Правда, он не выбрал ещё времени зайти даже к Уразметовым. Но это гораздо меньше волновало его. Он с самого начала решил держаться с ними на некоторой дистанции, чтобы никто не мог обвинить его в семейственности. Он знал свой тяжёлый характер, знал, что вокруг него будет много недовольных и обиженных, и заранее хотел обезопасить себя с этой стороны.
Зазвонил телефон. Муртазин взял трубку и сразу узнал голос директора Зеленодольского завода Чагана, с которым не раз прежде встречался в главке.
Чаган расспрашивал, как он доехал, как устроился, как «крутится-вертится» на новом месте «работка». Муртазин отвечал односложно, нехотя. Он ещё помнил случайно подслушанный им в коридоре главка разговор этого самого Чагана
Перед отъездом из Москвы Муртазина вызвали в ЦК.
Там ему прямо в глаза сказали, что у него появились замашки вельможи, что он оторвался от жизни. И предложили поработать директором завода.
Когда он в глубоком раздумье шёл оттуда, ему, точно назло, повстречался Чаган. Этому тучному весёлому коротышке уже всё было известно, а он как ни в чём не бывало широким жестом подал Муртазину руку и сказал:
– Значит, крутится-вертится шар голубой?.. И вы, Хасан Шакирович, едете на настоящую работу. А то, небось, засиделись в кабинете? Теперь, значит, будем соседями. И, надеюсь, добрыми. Татары говорят: «Аллаха уважай, но и соседа не меньше». Я тоже кое-что делаю для вашего «Казмаша». Думаю, на второй же день начнёте мне звонить, телефонисток мучить. – Но, увидев, что Муртазин мрачнеет, быстро переменил разговор. – Когда едете? Завтра? Вот и прекрасно. Я тоже завтра. Значит, вместе. Каким поездом?
Но Муртазину ехать с ним не захотелось. «Будет теперь при каждой встрече трунить надо мной».
Разговор с Чаганом вдруг прервали, и в этот момент вошёл Гаязов. Муртазин положил трубку и протянул секретарю парторганизации руку. Минуту они молча измеряли друг друга взглядом.

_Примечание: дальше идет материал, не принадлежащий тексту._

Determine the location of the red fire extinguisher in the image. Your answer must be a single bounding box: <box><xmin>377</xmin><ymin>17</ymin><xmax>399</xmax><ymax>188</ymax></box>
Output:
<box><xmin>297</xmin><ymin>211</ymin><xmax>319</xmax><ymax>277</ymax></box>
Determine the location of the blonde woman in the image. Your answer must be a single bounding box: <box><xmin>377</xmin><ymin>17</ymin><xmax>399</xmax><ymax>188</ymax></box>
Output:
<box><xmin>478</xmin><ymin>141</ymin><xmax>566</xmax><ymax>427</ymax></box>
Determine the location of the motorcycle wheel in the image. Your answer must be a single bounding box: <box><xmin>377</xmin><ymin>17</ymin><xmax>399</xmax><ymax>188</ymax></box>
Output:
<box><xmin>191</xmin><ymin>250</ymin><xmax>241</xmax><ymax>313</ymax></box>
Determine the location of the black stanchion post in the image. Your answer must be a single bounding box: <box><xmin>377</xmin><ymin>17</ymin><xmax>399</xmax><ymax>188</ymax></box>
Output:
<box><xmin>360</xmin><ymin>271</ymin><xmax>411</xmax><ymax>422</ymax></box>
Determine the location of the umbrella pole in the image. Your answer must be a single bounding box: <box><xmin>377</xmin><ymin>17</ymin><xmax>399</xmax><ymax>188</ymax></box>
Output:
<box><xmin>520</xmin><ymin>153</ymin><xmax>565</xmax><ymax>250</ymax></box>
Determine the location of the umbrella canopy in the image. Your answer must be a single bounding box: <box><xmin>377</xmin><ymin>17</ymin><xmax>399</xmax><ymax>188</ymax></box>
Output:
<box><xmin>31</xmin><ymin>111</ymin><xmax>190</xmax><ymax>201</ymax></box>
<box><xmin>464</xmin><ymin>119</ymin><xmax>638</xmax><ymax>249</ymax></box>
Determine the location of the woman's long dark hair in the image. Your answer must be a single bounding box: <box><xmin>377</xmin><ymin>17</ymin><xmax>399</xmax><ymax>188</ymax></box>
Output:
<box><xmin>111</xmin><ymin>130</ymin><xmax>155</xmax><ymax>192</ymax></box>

Гаязов опустился в глубокое кожаное кресло.
– Вы знаете Чагана? – спросил Муртазин.
– Семёна Ивановича у нас все знают, – усмехнулся Гаязов. – Он делает для нашего завода натяжные станции и… собирается отобрать у нас переходящее знамя.
– Ну, это ещё как сказать!.. – недовольно проворчал Муртазин.
Оттолкнув кресло, он резко встал, снял с бронзовых настольных часов колпак и, сверив их со своими, перевёл стрелки на две минуты вперёд. Затем поставил колпак на место и, подстелив предварительно старую газету, взобрался на стул, чтобы подвести стенные часы. Крепкий дубовый стул заскрипел под ним.
Подвинув стрелку, Муртазин, одёргивая рукава, покосился на Гаязова. Секретарь парткома, положив ногу на ногу, всё так же полулежал в кресле, но выпуклые глаза его смеялись. Он уже успел по своим, сегодня только сверенным по радио часам определить, что стенные отставали на целых три минуты.
Муртазин, поглядывая на все трое часов, сказал тоном человека, довольного сделанным:
– Не переношу, когда часы или люди, наподобие норовистой лошади, то отстают, то вперёд забегают.
Что-то в Гаязове раздражало Муртазина. Это ощущение не оставляло его и сейчас. Он изучал Гаязова, как художники изучают картину, – то издали наблюдал его, то вблизи. Но никак не мог уяснить себе, что же именно раздражает его в этом человеке. Но вот солнечные лучи ударили прямо в лицо Гаязову, и Муртазин понял: его улыбка, оказывается! В этой улыбке Муртазину читались и чрезмерная, на его взгляд, уверенность в себе, и повышенное чувство собственного достоинства, и – что больше всего не нравилось Муртазину – нежелание жить в подчинении.